I am a social scientist whose work examines a central question: how do population dynamics shape life chances and social inequalities in rapidly changing societies? With a strong foundation in sociology and advanced training in demography and ecology, I study aging, family, and health through a sociological lens enriched by rigorous demographic and statistical methods. 

Currently, I am a Research Scientist in the Research Group of Kinship Inequalities and in the Department of Digital and Computational Demography at the Max Planck Institute for Demographic Research (MPIDR). Before that, I was a Postdoctoral Scholar in the Department of Demography at the University of California, Berkeley, working on the CenSoc database in the group of Joshua Goldstein. I hold a B.A. and M.A. in the Department of Sociology from Huazhong University of Science and Technology, and a Ph.D. from the Tuljapurkar Lab at Stanford University, specializing in demography and ecology. This path across sociology, demography, and ecology shaped my interdisciplinary approach to studying aging, family, and inequality.

Specifically, my research explores how fertility decline, rising longevity, and educational expansion transform family and kinship networks, with implications for caregiving, bereavement, and intergenerational support.
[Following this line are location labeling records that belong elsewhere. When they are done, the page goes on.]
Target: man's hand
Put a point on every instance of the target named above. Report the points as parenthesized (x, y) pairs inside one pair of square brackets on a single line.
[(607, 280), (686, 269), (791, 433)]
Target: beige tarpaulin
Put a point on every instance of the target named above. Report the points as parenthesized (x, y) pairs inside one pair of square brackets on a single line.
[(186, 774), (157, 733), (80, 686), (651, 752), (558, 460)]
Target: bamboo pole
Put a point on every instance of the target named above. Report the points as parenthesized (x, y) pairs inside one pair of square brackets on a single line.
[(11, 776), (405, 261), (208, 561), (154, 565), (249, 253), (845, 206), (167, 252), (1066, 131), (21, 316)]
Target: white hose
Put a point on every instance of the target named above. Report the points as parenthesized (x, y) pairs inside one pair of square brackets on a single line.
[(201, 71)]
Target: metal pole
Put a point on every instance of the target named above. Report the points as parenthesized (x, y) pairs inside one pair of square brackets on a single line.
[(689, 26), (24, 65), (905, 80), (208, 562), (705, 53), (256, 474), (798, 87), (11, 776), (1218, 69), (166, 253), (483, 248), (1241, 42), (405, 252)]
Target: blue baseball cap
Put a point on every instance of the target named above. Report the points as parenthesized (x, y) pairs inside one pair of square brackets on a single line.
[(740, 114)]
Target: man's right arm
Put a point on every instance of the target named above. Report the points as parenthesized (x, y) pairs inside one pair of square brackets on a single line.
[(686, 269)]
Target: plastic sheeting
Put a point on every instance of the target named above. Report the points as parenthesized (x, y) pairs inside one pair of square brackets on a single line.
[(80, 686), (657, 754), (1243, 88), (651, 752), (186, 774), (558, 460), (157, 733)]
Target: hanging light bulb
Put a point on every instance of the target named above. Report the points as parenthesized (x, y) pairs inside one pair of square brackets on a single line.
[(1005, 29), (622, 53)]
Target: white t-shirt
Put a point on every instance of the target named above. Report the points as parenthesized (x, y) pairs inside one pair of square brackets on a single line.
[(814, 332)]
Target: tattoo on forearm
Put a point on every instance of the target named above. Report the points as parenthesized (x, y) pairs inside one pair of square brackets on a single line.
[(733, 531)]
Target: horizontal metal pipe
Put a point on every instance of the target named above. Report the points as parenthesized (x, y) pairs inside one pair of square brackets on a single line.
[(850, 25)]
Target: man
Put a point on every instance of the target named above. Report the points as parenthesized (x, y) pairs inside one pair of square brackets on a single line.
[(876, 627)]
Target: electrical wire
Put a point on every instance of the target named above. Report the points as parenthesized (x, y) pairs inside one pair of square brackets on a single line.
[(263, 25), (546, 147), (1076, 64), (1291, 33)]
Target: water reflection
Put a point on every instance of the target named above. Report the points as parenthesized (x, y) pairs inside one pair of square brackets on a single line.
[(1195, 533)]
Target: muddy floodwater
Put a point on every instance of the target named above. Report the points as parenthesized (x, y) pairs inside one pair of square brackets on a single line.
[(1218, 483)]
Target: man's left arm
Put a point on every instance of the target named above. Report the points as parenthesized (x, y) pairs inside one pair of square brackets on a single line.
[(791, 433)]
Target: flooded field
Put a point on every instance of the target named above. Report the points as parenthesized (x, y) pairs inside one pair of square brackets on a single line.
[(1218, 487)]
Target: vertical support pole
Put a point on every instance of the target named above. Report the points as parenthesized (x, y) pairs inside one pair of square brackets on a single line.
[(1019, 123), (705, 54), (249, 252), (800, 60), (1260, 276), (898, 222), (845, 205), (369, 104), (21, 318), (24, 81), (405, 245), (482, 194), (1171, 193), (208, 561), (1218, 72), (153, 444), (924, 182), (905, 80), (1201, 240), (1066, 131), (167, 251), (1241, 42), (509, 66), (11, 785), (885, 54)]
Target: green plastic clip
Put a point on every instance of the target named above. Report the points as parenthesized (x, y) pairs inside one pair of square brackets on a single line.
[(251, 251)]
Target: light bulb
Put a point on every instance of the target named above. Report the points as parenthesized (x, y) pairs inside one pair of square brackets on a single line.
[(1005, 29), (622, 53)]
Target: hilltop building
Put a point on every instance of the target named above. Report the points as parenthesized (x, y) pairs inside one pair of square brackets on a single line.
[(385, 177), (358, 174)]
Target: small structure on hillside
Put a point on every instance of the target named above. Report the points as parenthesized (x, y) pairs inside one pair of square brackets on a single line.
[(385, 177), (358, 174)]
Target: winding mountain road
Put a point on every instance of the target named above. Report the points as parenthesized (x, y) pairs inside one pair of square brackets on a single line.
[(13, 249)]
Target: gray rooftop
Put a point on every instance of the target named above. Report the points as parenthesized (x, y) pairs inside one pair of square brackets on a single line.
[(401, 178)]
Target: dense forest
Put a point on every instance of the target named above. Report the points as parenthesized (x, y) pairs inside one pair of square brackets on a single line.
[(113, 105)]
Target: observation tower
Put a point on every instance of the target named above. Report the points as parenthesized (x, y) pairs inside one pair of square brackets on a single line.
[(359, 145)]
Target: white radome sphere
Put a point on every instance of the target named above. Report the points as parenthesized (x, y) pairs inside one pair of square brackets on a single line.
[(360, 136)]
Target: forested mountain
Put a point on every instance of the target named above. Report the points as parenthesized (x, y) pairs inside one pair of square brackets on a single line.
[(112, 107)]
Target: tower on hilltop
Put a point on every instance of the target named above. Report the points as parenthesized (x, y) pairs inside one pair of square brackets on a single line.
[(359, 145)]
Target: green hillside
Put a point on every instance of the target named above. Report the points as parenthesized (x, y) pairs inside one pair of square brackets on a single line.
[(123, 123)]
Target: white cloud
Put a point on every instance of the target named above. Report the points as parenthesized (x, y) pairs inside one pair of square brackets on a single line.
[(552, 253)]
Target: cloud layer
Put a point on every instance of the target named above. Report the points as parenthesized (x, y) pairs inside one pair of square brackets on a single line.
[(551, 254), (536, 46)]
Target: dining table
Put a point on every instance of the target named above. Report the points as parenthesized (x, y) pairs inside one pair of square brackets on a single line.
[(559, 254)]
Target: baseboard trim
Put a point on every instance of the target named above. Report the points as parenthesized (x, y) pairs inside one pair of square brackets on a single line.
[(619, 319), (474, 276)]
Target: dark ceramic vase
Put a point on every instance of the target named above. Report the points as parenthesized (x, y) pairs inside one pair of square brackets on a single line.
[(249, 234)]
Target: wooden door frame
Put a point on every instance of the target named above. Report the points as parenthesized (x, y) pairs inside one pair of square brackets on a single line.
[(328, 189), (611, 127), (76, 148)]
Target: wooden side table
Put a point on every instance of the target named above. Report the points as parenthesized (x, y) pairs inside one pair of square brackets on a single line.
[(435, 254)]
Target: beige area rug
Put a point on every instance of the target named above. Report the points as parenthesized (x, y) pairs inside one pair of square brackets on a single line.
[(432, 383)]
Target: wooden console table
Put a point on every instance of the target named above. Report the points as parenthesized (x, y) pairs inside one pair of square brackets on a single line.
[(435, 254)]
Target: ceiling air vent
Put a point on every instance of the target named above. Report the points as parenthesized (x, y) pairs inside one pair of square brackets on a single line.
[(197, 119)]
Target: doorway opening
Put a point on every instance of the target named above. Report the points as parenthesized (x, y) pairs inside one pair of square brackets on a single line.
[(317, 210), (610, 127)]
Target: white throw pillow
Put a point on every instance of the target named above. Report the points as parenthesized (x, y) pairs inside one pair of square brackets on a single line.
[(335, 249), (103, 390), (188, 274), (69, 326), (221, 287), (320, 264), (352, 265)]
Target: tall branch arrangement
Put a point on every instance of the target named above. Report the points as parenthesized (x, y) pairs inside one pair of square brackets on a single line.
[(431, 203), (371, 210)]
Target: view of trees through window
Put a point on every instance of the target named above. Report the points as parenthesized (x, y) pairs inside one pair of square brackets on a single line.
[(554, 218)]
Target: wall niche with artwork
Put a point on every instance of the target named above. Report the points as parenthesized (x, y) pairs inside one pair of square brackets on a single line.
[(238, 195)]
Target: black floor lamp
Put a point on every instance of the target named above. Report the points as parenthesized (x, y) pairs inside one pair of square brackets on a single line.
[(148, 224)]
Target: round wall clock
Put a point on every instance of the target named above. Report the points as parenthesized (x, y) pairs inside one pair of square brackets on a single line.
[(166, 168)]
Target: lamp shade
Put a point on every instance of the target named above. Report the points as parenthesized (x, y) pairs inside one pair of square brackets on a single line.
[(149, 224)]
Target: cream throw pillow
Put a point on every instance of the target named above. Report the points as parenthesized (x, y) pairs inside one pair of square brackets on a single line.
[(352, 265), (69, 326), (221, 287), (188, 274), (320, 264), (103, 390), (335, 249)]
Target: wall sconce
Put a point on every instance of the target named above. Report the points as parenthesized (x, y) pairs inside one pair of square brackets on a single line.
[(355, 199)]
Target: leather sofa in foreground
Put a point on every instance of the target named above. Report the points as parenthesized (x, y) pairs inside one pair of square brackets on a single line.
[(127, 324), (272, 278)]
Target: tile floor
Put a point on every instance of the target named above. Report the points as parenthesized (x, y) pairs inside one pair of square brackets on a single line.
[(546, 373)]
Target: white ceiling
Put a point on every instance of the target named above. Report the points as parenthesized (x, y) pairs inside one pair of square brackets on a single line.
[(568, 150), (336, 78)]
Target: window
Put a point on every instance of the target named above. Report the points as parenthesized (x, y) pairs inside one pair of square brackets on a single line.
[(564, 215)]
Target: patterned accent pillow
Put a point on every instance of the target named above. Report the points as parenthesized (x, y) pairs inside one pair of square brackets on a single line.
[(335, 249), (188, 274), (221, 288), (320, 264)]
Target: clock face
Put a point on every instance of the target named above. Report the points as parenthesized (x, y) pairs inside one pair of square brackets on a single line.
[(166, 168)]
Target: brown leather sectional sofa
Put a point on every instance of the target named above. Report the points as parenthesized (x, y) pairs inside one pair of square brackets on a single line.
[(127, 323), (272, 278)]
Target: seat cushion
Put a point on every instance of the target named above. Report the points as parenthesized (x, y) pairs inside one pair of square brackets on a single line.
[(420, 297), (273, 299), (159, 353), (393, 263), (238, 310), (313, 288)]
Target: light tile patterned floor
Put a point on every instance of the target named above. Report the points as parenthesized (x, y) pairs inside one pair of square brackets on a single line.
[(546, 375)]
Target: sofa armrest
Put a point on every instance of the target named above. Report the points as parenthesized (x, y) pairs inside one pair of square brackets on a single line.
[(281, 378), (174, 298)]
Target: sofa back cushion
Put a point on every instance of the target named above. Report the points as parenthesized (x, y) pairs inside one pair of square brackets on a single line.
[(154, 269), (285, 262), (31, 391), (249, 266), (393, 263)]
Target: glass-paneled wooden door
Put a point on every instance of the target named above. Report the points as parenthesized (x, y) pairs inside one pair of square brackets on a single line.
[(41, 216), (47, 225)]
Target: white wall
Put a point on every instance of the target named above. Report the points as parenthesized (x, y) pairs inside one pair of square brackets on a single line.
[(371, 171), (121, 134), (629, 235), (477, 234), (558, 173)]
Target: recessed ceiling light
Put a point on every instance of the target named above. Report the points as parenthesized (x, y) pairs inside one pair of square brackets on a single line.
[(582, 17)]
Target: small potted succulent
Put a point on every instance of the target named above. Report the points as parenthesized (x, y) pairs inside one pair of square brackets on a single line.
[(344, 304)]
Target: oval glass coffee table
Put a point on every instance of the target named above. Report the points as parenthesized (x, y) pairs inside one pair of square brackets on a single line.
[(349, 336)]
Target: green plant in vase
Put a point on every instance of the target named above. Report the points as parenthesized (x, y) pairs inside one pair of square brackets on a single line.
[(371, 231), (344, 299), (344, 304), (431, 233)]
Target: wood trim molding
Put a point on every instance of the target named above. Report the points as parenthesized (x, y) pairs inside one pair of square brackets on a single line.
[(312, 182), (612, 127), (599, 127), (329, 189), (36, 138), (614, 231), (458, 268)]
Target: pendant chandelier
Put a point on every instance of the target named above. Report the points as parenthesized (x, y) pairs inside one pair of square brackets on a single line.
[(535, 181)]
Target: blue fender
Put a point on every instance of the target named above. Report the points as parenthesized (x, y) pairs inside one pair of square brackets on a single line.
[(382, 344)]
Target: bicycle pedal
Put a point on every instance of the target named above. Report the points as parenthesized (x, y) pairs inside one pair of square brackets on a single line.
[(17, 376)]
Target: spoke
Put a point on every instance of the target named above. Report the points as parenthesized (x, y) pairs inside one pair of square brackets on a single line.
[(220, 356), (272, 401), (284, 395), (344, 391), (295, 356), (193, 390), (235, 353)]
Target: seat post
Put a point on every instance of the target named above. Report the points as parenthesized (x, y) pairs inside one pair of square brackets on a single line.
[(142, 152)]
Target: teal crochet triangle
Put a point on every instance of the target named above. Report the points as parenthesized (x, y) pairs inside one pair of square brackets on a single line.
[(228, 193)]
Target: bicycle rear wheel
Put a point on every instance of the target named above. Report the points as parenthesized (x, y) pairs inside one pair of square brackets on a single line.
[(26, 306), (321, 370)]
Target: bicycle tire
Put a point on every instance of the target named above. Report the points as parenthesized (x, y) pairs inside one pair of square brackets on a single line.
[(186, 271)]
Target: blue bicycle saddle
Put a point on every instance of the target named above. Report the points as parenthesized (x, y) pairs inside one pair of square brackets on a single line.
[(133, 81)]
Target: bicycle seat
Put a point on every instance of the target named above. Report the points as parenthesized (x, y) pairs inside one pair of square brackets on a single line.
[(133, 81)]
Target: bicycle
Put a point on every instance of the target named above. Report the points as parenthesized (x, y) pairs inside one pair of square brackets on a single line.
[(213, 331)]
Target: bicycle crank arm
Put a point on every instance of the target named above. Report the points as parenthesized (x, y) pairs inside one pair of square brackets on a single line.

I have developed new frameworks, such as the Kin Dependency Ratio (KDR) and Lifetime Kin Overlap (LKO), to reveal hidden inequalities in who has access to family resources and for how long. Beyond kinship, I also study how variability in lifespan affects retirement decisions and social security systems, and how reproductive strategies influence population resilience across different animal and plant species. Together, my projects advance understanding of how populations adapt to demographic and environmental challenges, offering new frameworks to inform research and policy in a rapidly changing world.